Now it's eco, now it's not
Raffy Boudjikanian
raffy.boudjikanian@transcontinental.ca
Even as a chunk of the Bertrand Stream ecoterritory located in Pierrefonds/Roxboro borough is to be stripped of its ecological status to be sold to an unnamed company, the Montreal agglomeration council and borough mayor Monique Worth said the land in question was not really of any ecological value.
"Nobody was using that territory before," Worth told The Chronicle. "There is a promoter that started this kind of very small industrial park near Pitfield Boulevard (where part of the eco-territory in question lies)," she said.
The small strip of land is adjacent to Pitfield Boulevard and Thimens Road near Highway 13 off Gouin in Pierrefonds/Roxboro, a close distance to some of the entrances to Bois-de-Liesse regional park.
"(The agglo council) decided that the land in question has no ecological value whatsoever even though it's in an ecoterritory," said Montreal spokesperson Darren Becker.
It remains unclear exactly which company has asked for the land from Montreal, as the entity is not named in an agglomeration council document appended to the council's Aug. 25 meeting minutes that refers to the transaction.
The document states the terrain in question is a strip of land covering 139, 670 square feet. A part of the land already belongs to the company, but it is divided into two by a narrow band of 9.14 metres' width which belongs to Montreal and is part of the Bertrand Stream ecoterritory. "The band allows access to a snow deposit area (….) belonging to the City of Montreal," the document reads.
It also adds removal of the lane should allow the company to "raise the market value" of its property.
Thus the lower portion of the land would be totally owned by the company, and the higher portion would remain part of Montreal, but no longer part of the ecoterritory.
Bertrand Stream is one of 10 lands on the island that were given ecoterritory status by the City of Montreal in 2004. "It was kind of in a wider perspective," Becker explained, that Montreal at the time drew the borders for each. "We knew these were pretty large swaths of land," he added.

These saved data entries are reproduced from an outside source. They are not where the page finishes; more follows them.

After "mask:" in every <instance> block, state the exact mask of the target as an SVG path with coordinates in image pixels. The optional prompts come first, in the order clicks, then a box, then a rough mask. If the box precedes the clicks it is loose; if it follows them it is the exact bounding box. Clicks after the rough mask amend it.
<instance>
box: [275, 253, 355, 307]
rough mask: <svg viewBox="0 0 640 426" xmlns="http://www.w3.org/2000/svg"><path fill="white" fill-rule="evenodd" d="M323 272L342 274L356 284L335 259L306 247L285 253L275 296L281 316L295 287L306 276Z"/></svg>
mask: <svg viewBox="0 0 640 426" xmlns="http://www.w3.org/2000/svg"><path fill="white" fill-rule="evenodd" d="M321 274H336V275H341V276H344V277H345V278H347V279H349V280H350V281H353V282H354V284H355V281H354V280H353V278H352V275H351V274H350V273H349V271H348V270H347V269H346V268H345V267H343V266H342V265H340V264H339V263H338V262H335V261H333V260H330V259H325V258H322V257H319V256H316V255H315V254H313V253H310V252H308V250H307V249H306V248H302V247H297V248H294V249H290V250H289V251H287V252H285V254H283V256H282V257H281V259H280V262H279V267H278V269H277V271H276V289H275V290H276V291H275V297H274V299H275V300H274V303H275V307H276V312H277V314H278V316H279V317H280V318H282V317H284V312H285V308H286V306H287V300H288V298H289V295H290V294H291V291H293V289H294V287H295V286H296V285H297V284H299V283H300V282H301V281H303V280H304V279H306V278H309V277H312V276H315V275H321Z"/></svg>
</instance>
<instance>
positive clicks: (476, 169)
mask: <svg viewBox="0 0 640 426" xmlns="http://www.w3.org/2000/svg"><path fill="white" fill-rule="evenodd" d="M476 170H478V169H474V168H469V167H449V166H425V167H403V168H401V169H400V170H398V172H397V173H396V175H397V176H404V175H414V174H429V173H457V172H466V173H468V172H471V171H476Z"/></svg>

According to Becker, Montreal knowingly made some of the ecoterritory borders spill beyond lands of actual ecological value. "It's a work in progress," he said.
Though city officials are stating the move should not have any effect on the environment, local environmental activist Sylvia Oljemark, a member of the Green Coalition group, remained sceptical given what she called Montreal's failure to protect these territories in the past.

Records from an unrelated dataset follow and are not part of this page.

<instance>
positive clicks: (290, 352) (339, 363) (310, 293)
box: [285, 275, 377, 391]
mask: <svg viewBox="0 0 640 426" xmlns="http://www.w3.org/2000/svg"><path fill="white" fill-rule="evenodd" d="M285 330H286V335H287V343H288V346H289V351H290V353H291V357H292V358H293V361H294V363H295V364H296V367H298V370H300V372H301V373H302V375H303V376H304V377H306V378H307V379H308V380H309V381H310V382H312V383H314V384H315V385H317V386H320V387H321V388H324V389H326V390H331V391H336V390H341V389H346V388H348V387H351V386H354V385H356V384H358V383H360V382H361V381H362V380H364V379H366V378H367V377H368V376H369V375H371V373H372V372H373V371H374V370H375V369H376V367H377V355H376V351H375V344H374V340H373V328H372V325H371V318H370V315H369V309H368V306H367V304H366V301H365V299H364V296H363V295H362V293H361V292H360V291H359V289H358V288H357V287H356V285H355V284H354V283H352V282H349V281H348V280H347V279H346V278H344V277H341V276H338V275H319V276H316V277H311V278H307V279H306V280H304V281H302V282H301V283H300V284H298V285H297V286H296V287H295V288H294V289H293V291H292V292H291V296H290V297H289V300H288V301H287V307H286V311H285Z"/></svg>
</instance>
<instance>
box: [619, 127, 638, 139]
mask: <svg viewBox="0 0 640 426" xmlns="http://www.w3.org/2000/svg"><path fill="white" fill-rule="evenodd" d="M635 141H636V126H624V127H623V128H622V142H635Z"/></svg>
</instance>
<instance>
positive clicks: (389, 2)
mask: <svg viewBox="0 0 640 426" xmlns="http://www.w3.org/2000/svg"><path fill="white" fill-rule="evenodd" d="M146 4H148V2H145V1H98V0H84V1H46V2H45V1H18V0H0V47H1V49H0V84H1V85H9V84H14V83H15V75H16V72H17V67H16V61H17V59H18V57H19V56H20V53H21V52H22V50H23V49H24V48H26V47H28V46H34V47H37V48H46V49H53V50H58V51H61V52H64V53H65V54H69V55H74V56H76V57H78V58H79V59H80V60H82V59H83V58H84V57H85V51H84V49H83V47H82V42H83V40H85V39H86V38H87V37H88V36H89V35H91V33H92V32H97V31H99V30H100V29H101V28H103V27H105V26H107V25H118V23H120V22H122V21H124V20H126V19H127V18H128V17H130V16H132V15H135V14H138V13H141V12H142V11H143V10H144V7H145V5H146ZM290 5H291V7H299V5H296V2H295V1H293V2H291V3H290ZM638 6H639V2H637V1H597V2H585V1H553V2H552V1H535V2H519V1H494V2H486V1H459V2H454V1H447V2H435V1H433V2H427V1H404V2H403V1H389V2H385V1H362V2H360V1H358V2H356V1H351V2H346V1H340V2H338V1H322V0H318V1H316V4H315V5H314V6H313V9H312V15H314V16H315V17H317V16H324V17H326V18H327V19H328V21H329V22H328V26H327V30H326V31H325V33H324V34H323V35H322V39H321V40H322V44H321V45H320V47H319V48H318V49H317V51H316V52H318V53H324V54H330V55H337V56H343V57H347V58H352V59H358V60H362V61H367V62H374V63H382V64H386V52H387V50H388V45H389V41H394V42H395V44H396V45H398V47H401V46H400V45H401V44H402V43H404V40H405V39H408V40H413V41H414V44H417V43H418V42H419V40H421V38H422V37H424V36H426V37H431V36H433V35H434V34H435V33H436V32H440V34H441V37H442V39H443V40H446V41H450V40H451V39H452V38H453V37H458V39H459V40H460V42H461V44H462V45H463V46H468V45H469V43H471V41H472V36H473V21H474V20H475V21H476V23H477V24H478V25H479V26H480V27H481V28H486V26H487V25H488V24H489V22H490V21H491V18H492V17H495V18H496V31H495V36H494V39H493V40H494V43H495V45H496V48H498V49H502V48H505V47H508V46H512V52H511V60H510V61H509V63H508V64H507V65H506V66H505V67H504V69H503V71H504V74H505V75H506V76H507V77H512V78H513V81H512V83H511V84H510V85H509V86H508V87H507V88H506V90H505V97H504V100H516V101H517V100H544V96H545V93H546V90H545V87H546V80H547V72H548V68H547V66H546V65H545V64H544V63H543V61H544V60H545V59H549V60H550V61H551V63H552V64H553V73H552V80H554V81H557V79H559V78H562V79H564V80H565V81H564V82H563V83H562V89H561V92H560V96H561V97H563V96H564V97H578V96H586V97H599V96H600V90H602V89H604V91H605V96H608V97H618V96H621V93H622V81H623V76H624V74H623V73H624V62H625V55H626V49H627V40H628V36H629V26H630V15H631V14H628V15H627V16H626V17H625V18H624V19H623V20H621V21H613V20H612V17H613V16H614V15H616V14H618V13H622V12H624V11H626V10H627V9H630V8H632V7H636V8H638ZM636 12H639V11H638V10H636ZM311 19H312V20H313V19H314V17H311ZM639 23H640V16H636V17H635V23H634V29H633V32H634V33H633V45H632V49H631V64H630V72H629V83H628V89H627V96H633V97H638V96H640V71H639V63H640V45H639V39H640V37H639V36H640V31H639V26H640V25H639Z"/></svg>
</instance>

"Bit by bit, we're tearing away at these so-called ecoterritories," said Oljemark. "That area has some ecological value," she insisted, "and it needs monitoring for the health of the Bertrand."
Though Bertrand Stream itself does not stretch to the area in question, Oljemark said there is a feeder stream nearby that falls into it.

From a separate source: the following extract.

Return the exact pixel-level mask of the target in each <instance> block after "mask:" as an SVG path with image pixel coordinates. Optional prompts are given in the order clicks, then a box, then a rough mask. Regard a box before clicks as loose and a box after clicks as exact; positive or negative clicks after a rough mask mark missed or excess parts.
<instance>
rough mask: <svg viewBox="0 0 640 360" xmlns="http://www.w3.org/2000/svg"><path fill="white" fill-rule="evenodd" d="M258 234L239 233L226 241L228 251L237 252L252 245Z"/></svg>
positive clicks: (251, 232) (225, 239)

"There is a little stream there that you see in the spring," Worth said, but she insisted the land was of no ecological value. She said the negotiation process took a long time, since the land is right on the border of Pierrefonds/Roxboro and the borough of St. Laurent.
She added the process had to be vetted by the provincial environment ministry.
Environment Quebec did not return phone calls for comment as of press time. Nobody interviewed could name the company involved in the deal.